Mais ils n’éprouvaient sans doute aucune hâte. Un par un, les cylindres se suivaient dans leur course interplanétaire ; chaque vingt-quatre heures leur amenait des renforts. Pendant ce temps les autorités militaires et navales, se rendant pleinement compte de la formidable puissance de leurs antagonistes, se préparaient à la défense avec une fiévreuse énergie.
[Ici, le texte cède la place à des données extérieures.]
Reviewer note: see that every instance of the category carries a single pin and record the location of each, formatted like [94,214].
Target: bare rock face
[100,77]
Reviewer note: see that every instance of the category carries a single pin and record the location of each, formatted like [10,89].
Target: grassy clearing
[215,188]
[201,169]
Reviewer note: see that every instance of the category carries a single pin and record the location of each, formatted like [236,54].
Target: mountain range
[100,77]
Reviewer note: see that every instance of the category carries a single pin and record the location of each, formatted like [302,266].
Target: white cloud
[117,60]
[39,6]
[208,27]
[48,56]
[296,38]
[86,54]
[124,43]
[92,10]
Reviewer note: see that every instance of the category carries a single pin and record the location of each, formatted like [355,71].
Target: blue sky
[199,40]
On disposait incessamment de nouveaux canons, si bien qu’avant le soir chaque taillis, chaque groupe de villas suburbaines, étagés aux flancs des collines des environs de Richmond et de Kingston, masquaient de noires et menaçantes bouches à feu. Dans l’espace incendié et désolé — en tout peut-être une trentaine de kilomètres carrés — qui entourait le campement des Martiens, sur la lande de Horsell, à travers les ruines et les décombres des villages, les arcades calcinées et fumantes, qui, un jour seulement auparavant, avaient été des bosquets de sapins, se glissaient d’intrépides éclaireurs munis d’héliographes pour avertir les canonniers de l’approche des Marsiens. Mais les Marsiens connaissaient maintenant la portée de notre artillerie et le danger de toute proximité humaine, et nul ne s’aventura qu’au prix de sa vie dans un rayon d’un mille autour des cylindres.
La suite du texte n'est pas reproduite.